Il m’a plu, je l’ai conseillé, puis aidé, et enfin je me suis associé avec lui.

— Il vivait seul ?

— Oui. Oh ! de temps à autre il avait une petite amie dans sa voiture, mais jamais rien de très sérieux. Le travail, vous dis-je.

— Vous avez repris l’affaire entièrement ?

— Pour l’instant je la dirige tant bien que mal, sur sa lancée. Mais il va falloir trouver une solution, j’ai d’autres occupations plus impérieuses, comprenez-vous ? Et puis l’industrie n’est pas ma partie.

— Qui hérite de Boilevent ?

— Il avait une sœur dans le Midi. Elle est mariée à un employé de gare, je me suis mis en rapport avec elle par l’entremise de mon notaire.

Il se tait et attend que je parle ou que je parte.

— Eh bien, ce sera tout pour l’instant, monsieur Bergeron. Me permettez-vous de visiter l’atelier ?

— Je vous en prie. Je vais vous accompagner bien que je ne sois pas un guide très documenté.

— Ne vous dérangez pas. Les flics, vous le savez, adorent musarder à leur guise. Il ne me reste plus qu’à vous demander votre adresse personnelle pour le cas où…

Il joint ses doigts et murmure :

— Pour le cas où…, monsieur le commissaire ?

J’ai un petit flottement, puis je déclare en riant.

— Pour le cas où… monsieur Bergeron, tout simplement.

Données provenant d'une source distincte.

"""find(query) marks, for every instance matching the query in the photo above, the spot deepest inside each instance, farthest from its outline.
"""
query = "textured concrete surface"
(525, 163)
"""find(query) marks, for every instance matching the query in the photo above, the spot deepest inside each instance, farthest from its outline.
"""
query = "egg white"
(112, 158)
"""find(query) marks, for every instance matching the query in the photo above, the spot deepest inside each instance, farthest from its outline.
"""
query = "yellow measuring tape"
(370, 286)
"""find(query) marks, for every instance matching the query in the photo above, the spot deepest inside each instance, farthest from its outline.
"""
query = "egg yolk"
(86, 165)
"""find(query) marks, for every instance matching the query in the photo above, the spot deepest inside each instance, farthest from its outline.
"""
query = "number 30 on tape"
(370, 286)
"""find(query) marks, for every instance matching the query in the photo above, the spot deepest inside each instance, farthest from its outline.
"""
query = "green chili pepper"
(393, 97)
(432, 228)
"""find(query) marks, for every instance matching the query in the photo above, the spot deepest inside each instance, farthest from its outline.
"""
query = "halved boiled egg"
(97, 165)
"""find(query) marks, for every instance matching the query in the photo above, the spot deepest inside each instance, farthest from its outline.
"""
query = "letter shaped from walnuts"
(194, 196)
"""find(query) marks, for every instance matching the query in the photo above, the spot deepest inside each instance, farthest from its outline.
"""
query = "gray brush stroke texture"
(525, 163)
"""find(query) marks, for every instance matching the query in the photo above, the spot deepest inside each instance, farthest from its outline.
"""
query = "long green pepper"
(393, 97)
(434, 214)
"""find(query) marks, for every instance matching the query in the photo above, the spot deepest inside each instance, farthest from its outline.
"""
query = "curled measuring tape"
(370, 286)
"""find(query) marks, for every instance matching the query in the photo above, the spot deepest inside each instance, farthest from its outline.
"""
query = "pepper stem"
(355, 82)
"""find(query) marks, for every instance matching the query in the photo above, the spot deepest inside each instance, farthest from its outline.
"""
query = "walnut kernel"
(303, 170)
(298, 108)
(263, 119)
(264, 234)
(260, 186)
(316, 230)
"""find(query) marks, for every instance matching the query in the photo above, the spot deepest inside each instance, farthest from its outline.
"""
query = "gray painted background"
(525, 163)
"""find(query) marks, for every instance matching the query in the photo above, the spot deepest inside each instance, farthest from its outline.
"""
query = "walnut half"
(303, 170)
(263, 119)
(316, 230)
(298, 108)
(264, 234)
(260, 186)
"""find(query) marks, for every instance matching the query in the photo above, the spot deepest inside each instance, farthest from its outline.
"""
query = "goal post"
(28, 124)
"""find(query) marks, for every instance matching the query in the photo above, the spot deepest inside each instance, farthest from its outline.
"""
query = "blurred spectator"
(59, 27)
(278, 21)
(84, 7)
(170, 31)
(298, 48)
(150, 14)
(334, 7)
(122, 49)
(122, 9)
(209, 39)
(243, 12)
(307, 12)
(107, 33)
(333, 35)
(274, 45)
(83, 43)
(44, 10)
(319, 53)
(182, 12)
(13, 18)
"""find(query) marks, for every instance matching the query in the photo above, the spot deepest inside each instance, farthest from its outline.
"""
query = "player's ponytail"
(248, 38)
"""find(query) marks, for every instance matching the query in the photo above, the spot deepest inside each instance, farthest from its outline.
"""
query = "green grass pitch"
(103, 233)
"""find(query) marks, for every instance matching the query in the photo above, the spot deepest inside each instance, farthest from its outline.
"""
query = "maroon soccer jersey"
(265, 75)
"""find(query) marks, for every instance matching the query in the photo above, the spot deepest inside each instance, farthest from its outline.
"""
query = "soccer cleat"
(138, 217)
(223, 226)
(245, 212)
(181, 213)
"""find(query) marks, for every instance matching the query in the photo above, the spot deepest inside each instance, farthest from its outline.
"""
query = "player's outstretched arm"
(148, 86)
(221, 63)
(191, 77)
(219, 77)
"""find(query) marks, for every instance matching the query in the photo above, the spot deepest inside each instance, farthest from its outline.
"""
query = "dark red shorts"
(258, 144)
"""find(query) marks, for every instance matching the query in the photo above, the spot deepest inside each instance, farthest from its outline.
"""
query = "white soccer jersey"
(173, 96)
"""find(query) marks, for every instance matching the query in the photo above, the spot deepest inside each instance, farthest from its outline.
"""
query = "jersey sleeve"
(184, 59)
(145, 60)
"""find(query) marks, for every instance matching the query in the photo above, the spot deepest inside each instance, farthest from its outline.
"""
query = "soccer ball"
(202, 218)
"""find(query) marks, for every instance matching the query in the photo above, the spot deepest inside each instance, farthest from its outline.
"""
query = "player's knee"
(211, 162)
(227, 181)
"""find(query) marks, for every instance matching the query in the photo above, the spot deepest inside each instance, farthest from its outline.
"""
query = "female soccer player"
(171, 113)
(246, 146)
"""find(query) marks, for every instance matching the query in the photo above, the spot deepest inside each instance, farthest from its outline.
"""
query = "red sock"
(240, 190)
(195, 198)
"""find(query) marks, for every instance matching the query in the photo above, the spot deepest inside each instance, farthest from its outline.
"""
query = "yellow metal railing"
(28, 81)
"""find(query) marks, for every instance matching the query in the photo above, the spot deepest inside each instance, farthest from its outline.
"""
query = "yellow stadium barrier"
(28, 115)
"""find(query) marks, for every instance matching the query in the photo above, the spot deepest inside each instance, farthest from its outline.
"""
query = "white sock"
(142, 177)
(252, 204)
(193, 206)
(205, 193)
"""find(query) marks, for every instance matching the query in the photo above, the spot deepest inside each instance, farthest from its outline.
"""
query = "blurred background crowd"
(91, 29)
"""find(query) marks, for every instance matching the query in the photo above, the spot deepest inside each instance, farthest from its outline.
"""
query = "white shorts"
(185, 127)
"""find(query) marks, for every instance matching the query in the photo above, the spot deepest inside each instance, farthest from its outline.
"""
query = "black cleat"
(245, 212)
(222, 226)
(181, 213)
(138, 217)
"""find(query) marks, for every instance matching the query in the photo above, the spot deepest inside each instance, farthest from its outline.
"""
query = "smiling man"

— Je demeure boulevard Berthier, 114.

— Merci.

Pourquoi ai-je le sentiment confus qu’une sorte de rupture vient de s’opérer ? Nous nous serrons la pogne comme deux boxeurs avant le combat.

— À bientôt ! lancé-je.

Un nouveau clin d’œil à la petite Danièle. Elle a préparé ma sortie et a refait son plein de rouge-baiser. Elle se tient un peu en biais sur sa chaise pivotante afin de me montrer ses jambes croisées. Franchement, messeigneurs, c’est du sérieux. Elle n’a pas besoin de se mettre de l’antigel dans les guiboles, leur rondeur n’est pas due à l’hypocrisie. Elle a gentiment arrangé la dentelle bleue de sa combinaison de manière qu’elle dépasse un peu la jupe et me porte au rêve.

J’articule à vide :

— À ce soir.

Elle dit « oui » avec ses seins et je la quitte très provisoirement pour la visite des ateliers.

Ils sont une douzaine à marner dans une odeur de ferraille et d’huile chaude. Ma venue fait lever les têtes. Il y a des vieux chpountz à des établis, des plus jeunes à des tours et trois jeunes filles qui jacassent dans le brouhaha en triant des pièces chromées.

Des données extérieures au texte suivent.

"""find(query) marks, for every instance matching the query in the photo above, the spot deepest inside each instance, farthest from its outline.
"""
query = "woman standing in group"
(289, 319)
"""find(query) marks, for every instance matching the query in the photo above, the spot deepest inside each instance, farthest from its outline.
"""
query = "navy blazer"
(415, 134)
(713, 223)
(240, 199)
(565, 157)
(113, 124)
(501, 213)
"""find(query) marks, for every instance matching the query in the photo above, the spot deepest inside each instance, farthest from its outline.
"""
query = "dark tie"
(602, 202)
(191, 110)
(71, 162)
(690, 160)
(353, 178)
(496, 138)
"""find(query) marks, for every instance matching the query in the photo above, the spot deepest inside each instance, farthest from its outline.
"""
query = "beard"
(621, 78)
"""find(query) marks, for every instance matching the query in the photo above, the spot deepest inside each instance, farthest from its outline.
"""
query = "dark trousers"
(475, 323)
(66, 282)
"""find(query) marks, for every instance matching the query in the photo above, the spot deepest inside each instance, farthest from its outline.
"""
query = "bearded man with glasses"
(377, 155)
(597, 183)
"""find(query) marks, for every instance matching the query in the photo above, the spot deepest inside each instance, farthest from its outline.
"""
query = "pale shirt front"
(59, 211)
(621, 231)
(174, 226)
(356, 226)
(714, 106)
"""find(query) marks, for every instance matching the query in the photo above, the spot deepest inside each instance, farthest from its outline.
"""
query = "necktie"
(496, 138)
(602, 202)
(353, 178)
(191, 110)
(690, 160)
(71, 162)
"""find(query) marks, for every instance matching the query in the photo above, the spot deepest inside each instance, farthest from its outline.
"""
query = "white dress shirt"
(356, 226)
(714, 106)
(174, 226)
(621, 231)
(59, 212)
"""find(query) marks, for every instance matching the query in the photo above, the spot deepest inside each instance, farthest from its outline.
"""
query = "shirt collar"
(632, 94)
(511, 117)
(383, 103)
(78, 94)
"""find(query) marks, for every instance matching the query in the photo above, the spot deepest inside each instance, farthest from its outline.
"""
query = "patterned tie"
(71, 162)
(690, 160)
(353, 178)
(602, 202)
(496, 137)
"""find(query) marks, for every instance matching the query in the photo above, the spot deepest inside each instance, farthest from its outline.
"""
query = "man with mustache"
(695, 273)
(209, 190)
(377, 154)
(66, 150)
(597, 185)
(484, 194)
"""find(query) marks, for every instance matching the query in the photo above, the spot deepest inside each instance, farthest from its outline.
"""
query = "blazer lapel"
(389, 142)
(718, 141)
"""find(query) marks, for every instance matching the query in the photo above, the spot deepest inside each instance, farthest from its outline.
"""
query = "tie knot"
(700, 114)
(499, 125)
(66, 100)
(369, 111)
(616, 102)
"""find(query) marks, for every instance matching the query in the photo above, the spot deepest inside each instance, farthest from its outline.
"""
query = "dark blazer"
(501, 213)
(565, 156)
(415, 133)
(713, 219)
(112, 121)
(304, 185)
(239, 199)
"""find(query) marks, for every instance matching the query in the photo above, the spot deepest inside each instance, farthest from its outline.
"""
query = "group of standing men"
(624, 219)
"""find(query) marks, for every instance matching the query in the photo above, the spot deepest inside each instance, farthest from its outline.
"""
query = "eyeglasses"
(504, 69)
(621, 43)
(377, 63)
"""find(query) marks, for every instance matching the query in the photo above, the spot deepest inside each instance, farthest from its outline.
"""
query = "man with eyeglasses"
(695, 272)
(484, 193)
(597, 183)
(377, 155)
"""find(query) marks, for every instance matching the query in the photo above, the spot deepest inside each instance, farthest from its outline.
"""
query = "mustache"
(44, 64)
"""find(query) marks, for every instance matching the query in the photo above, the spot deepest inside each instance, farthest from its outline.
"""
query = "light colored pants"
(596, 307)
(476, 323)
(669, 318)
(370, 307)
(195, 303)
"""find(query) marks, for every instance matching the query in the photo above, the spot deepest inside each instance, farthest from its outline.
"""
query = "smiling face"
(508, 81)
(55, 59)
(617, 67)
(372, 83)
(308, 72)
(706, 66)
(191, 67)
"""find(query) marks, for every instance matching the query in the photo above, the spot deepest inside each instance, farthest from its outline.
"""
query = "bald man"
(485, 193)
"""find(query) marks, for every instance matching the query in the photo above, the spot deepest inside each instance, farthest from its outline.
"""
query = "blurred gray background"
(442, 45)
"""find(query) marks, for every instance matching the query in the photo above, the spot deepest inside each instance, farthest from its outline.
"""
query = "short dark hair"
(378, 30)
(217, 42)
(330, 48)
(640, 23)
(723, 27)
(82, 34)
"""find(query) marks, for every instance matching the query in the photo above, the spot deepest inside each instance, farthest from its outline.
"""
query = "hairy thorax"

Un type en salopette brune avec soixante-quatre pointes Bic dans la poche supérieure et l’air autoritaire du quidam qu’on paie pour en avoir (de l’autorité) fonce sur moi comme une fusée de Cap Kennedy destinée à la Lune fond en direction du Soleil.

— Vous désirez, monsieur ?

— Je suis un ami de M. Bergeron. Je visite les lieux.

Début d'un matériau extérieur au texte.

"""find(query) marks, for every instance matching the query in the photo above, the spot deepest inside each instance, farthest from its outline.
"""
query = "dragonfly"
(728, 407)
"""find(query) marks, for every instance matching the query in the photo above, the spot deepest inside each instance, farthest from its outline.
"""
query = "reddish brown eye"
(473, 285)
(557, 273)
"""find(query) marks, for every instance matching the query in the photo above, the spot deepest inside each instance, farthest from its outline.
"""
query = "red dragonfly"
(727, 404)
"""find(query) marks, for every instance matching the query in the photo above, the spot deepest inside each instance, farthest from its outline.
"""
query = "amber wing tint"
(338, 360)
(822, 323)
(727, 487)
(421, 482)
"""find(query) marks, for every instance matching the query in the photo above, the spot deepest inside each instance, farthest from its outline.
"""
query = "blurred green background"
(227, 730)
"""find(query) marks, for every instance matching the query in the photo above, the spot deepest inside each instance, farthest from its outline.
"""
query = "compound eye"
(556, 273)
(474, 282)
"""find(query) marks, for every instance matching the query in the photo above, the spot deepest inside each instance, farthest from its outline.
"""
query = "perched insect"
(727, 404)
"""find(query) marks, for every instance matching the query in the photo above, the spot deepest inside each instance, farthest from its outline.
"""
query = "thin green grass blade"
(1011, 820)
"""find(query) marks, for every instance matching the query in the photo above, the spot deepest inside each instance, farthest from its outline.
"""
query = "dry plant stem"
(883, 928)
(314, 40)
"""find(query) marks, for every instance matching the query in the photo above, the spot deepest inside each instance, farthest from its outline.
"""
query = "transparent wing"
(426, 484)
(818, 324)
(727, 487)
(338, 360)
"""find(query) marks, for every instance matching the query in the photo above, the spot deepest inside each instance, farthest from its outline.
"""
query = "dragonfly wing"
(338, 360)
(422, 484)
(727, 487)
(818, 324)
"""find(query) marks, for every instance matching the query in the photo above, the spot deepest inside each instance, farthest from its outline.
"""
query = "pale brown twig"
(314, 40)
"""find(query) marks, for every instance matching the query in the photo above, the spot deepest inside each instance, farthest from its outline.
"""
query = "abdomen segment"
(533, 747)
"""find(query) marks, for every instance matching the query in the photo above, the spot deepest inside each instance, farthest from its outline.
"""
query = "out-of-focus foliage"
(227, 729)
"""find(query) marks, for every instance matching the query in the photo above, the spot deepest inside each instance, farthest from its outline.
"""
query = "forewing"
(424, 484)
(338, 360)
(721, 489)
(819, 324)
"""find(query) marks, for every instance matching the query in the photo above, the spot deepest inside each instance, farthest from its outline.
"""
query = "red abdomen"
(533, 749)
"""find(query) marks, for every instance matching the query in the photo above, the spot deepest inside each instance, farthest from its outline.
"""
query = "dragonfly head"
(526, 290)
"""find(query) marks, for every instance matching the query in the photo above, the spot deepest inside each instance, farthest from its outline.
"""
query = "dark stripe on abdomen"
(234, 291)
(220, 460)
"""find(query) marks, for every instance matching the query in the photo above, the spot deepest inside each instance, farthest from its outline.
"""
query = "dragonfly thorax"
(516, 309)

Dans sa petite tête de contremaître, il se dit que je suis peut-être le prochain patron et le voilà qui se met en huit pour me faire inspecter son antre.

J’écoute son blabla sans y rien piger. Moi, la mécanique, c’est comme le sanscrit : j’y entrave que pouic.

— Ici le polissage. Là les roulements à bille incorporés avec potentiel insurmontable et graticule sous-cutanée…

Il poursuit ses explications détaillées, techniques et plus rasoirs que toute la maison Sunbeam.

Je me farcis le prospectus pendant une demi-heure d’horloge en ayant l’air de me passionner pour la fixation Boilevent. Et je me sauve au moment où le contremaître prétend me faire visiter l’atelier de chromage.